I was first introduced to this idea when psychological illusionist Derren Brown hosted a TV special called The Experiments.
He had an audience wear masks and vote on how they’d like a stranger’s night to unfold on screen. Time after time, when given anonymity, they chose the negative option and revelled in the man’s discomfort and displeasure. Laughing as he got incorrectly accused of sexual assault and had his personal property smashed with a baseball bat.
The show ended with that same man apparently being hit by a car (accidentally), as a result of their choices. It was all fun and games until someone lost their life.
Despite having the opportunity to give this stranger a pleasurable experience, they chose the pain each and every time — because it wasn’t them as individuals, it was them moving with the mob. Their personal responsibility was diminished and they absolved themselves of any individual blame.
Social media suffers from this same issue. Theorists typically attribute such behaviour to the physical anonymity afforded by computer-mediated communication.
The lack of personal consequences and identification rewards good people for bad behaviour.
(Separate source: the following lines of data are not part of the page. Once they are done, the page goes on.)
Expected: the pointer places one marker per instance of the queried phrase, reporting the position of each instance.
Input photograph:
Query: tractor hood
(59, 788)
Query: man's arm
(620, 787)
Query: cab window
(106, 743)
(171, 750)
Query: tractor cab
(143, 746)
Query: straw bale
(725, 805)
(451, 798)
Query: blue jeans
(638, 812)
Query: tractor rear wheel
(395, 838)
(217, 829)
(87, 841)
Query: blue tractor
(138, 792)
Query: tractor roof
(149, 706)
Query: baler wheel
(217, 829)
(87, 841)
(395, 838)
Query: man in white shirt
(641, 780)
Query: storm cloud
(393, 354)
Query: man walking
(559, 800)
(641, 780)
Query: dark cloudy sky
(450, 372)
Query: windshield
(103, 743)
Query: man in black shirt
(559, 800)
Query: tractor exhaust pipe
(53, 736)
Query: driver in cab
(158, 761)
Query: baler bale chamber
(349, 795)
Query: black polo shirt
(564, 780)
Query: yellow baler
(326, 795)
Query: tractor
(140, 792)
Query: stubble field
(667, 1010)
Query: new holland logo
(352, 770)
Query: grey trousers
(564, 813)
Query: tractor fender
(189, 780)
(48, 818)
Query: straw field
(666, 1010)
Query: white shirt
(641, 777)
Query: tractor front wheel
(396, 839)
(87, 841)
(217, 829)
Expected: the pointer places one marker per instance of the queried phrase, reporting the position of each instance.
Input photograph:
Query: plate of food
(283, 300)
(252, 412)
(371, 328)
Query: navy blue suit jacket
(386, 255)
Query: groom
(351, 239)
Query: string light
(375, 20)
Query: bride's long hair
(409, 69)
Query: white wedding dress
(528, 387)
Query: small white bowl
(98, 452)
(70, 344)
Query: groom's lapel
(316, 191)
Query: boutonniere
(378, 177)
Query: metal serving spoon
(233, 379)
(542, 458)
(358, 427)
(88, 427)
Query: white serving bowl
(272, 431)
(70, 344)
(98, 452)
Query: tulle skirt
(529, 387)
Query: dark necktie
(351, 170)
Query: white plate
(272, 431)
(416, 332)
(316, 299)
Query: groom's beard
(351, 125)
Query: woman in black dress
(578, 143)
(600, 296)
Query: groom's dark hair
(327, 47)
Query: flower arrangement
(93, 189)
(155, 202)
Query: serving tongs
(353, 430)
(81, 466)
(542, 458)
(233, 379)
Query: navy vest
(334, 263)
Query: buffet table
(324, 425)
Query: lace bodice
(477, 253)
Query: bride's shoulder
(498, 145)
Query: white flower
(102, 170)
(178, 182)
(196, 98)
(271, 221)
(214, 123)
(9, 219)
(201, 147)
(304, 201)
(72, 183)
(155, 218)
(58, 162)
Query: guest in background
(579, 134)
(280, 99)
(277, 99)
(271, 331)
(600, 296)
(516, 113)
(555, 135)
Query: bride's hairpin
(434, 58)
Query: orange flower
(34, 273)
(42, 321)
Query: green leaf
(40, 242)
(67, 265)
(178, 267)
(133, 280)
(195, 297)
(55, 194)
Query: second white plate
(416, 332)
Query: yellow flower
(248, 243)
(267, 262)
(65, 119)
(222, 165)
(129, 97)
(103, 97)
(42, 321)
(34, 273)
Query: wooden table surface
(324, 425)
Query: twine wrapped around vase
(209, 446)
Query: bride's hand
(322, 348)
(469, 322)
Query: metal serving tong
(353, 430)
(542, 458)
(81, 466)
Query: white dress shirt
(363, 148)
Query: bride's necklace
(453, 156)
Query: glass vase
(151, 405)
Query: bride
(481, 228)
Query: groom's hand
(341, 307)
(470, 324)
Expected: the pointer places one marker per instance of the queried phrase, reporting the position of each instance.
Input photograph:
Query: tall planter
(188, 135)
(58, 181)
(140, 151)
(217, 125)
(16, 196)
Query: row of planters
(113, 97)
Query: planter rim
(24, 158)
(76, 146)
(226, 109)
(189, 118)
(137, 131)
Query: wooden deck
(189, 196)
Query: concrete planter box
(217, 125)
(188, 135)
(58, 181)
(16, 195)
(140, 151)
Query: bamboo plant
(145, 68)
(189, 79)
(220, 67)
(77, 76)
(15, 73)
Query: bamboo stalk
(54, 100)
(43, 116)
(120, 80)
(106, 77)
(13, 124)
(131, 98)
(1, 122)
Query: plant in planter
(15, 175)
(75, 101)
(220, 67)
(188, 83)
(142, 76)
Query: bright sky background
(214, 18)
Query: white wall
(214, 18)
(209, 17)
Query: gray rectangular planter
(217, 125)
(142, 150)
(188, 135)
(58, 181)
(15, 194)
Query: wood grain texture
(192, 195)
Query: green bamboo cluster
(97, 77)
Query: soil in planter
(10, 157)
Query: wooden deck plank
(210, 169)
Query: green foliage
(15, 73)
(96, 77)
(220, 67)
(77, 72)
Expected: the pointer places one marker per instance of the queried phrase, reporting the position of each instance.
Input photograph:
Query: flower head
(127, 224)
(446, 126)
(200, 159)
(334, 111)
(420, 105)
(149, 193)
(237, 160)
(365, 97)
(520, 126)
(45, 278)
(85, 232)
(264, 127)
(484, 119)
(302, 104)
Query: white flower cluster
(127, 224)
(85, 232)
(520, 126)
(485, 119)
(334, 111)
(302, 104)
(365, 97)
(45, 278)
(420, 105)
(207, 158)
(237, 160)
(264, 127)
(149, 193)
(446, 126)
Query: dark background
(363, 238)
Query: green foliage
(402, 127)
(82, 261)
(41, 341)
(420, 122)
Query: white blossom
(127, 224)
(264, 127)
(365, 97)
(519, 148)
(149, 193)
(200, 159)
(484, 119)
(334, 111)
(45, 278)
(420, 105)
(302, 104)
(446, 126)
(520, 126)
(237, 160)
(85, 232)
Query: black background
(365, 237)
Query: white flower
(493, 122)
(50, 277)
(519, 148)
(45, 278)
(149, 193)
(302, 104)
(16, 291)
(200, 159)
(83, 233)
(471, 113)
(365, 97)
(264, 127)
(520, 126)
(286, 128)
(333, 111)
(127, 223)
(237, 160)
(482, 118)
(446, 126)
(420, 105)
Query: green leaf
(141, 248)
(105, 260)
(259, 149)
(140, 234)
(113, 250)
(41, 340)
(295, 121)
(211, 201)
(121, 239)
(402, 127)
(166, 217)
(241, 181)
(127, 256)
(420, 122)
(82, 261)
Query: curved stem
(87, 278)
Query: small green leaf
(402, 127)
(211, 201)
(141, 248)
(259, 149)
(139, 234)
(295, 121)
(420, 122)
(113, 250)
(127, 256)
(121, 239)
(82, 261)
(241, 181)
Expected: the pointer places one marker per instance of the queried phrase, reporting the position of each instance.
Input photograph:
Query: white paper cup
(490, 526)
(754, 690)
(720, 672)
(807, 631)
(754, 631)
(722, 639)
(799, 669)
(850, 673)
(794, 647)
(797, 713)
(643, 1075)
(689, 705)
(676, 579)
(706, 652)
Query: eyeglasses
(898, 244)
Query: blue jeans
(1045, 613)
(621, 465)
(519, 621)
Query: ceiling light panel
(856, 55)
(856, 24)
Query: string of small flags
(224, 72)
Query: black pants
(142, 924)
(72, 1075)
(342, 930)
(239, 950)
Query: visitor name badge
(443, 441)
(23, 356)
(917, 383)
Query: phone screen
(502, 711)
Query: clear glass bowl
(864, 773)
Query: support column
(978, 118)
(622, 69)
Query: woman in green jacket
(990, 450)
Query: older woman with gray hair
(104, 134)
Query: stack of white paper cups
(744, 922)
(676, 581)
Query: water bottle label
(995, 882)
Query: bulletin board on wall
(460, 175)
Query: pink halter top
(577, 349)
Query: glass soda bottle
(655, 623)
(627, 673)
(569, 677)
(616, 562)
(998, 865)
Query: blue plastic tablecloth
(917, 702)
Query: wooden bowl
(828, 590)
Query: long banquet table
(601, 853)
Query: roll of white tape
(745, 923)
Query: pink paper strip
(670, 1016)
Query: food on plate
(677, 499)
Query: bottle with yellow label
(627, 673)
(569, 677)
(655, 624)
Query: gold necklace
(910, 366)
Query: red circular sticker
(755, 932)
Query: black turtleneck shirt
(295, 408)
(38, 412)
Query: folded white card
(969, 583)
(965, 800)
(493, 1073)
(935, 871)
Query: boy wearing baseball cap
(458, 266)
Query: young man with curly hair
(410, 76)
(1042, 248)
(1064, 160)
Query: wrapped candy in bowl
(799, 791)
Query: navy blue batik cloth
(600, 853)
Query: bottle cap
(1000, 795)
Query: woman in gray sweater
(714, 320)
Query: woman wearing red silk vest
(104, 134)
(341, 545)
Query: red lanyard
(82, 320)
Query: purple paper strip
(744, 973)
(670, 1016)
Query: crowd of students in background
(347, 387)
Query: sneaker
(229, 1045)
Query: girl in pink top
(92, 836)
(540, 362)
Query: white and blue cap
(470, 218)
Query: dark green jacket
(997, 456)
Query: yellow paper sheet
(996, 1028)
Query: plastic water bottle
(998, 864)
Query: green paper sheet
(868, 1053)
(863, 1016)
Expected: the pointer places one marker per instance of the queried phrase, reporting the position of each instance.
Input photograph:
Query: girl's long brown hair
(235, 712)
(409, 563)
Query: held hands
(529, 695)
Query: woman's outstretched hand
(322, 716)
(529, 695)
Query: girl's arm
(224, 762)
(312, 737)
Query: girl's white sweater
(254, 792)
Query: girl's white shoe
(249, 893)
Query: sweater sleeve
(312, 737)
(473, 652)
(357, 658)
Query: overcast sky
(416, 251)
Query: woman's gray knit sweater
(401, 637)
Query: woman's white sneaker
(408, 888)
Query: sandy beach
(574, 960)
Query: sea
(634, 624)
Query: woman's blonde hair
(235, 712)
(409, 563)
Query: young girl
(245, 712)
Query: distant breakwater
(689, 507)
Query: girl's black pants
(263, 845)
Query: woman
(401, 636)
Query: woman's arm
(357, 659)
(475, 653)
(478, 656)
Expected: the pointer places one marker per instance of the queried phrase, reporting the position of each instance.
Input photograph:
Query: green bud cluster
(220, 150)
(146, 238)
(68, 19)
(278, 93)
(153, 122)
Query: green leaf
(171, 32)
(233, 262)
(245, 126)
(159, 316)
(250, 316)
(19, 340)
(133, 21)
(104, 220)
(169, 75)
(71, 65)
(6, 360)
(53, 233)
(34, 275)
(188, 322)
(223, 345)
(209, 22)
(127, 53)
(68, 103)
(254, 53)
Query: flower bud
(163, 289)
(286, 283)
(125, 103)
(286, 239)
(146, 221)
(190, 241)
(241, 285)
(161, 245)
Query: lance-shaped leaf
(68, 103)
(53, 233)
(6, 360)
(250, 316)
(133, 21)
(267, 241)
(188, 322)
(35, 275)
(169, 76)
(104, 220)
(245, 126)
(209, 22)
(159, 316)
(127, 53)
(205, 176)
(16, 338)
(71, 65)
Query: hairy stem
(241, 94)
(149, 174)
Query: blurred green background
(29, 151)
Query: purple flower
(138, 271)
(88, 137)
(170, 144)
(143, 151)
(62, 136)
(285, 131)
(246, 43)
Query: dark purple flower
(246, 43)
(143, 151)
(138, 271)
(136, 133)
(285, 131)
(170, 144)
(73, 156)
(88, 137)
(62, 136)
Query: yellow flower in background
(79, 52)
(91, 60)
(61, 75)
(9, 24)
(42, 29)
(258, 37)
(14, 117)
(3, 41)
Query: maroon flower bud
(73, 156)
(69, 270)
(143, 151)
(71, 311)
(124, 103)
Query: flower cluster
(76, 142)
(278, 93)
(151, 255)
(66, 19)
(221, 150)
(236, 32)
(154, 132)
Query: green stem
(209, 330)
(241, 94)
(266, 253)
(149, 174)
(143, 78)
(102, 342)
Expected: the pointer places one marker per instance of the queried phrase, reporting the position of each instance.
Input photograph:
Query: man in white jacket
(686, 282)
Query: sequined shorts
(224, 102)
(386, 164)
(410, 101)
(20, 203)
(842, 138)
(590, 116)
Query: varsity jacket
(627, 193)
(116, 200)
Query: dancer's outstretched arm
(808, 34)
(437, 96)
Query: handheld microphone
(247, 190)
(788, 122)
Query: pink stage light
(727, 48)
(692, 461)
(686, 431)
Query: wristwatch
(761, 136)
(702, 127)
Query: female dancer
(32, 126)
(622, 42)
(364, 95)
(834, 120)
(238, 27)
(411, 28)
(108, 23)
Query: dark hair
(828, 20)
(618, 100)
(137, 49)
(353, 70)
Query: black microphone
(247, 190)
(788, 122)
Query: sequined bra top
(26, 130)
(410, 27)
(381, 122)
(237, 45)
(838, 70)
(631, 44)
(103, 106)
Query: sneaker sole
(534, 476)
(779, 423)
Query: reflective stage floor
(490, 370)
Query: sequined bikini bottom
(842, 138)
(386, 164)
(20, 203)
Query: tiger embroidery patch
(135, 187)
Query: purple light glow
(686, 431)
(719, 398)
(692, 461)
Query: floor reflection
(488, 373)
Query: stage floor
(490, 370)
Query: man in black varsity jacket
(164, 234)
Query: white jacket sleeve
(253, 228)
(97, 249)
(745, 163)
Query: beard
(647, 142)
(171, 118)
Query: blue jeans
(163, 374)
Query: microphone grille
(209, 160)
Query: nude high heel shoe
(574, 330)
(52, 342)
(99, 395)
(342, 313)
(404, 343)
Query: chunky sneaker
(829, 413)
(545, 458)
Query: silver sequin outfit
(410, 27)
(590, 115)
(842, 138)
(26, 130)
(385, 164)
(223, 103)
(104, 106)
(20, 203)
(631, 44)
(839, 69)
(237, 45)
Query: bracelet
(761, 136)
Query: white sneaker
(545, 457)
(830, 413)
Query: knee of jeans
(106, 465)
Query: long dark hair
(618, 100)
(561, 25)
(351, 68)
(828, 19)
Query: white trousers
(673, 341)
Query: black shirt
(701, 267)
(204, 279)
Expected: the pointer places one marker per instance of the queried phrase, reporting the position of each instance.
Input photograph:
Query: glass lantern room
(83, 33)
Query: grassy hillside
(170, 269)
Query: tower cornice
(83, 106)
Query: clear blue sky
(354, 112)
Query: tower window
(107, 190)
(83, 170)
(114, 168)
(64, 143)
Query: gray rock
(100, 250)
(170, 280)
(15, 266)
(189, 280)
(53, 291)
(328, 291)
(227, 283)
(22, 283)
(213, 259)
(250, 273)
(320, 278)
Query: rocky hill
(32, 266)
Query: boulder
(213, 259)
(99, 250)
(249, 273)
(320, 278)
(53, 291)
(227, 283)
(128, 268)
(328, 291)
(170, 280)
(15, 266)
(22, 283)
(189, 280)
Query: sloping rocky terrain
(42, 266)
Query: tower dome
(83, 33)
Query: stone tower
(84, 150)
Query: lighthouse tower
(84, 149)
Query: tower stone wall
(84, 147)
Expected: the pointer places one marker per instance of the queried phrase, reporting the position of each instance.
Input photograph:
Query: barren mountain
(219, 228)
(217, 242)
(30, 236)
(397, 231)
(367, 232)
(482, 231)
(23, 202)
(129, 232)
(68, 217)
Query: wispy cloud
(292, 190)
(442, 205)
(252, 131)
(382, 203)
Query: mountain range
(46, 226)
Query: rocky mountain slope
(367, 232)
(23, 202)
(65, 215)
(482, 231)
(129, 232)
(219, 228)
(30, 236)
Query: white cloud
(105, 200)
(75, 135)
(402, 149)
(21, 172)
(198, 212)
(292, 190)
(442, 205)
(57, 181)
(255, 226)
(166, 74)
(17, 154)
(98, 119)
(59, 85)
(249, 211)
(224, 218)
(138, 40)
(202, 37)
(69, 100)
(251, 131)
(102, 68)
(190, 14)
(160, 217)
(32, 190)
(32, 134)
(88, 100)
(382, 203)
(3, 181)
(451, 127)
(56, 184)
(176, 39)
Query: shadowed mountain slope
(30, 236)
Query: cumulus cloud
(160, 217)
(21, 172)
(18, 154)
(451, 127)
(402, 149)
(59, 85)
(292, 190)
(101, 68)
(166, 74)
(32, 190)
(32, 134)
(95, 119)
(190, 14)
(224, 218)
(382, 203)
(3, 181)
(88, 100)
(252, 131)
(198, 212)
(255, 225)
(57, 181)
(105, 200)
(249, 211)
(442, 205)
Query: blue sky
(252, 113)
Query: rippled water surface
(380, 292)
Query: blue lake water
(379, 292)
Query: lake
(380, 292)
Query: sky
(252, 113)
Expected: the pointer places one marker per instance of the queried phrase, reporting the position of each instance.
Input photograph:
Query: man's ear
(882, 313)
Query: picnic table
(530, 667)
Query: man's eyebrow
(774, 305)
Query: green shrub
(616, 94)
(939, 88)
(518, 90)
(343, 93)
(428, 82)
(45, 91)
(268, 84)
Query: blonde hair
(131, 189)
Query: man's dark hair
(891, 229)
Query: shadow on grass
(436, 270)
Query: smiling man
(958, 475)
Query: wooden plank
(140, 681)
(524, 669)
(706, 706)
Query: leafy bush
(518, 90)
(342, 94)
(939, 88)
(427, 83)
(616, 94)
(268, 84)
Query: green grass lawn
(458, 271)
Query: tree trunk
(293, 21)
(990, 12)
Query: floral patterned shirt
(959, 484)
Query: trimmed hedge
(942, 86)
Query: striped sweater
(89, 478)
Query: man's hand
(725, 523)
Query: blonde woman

They can inflict pain but never face the repercussions. Reinforcing this way of getting attention.
How to Reduce the Impact of Deindividuation on Your Business
Usually, misplaced outrage from customers is a reaction to their feelings — feelings and thoughts that they don’t feel you’ll listen to, or absorb fully.
People want to be heard.
Often, the best way to get a big corporation to listen is outrage and aggression. So that’s the route customers feel they need to take.
Your goal should be to individualise customers. Make them feel connected on a human-to-human level. Learn their names and use them. Reach out personally.
Don’t hide behind a faceless screen name on a support account with countless staff sharing the responsibility. Give them your name, your real name. Tell them about yourself and how their comments affected you as a person.
It’s about taking ownership. Show it, take control, and connect with them, person-to-person. Your customers will be happy that they’re finally heard.
Although I can’t do this all of the time, I personally call inexplicably aggressive customers whose anger is misplaced — and you better believe their anger subsides within seconds of picking up the phone. Sometimes, we become friends.
It’s not about who’s right, it’s about giving someone the time to express themselves and their thoughts. They thank me for my time and for letting them be heard and often apologise for their behaviour if it came across as a personal attack.
As soon as you put the human-to-human connection back into the buyer and business relationship, they realise they’re dealing with another person, just like them, and their frustration dissipates.
So whether you run a business or just work at a business, your goal should be to see people as individuals with certain needs and views. Not as a group that you just need to “deal” with.
The customer isn’t always right, but fighting fire with fire won’t help either.
When taking this slower, individualised approach, you’ll often find that your loudest detractors become your loudest brand advocates.
Great customer service is great marketing because it ensures customers publicly defend any mistakes you will make, knowing that you’re more than a company — you’re human.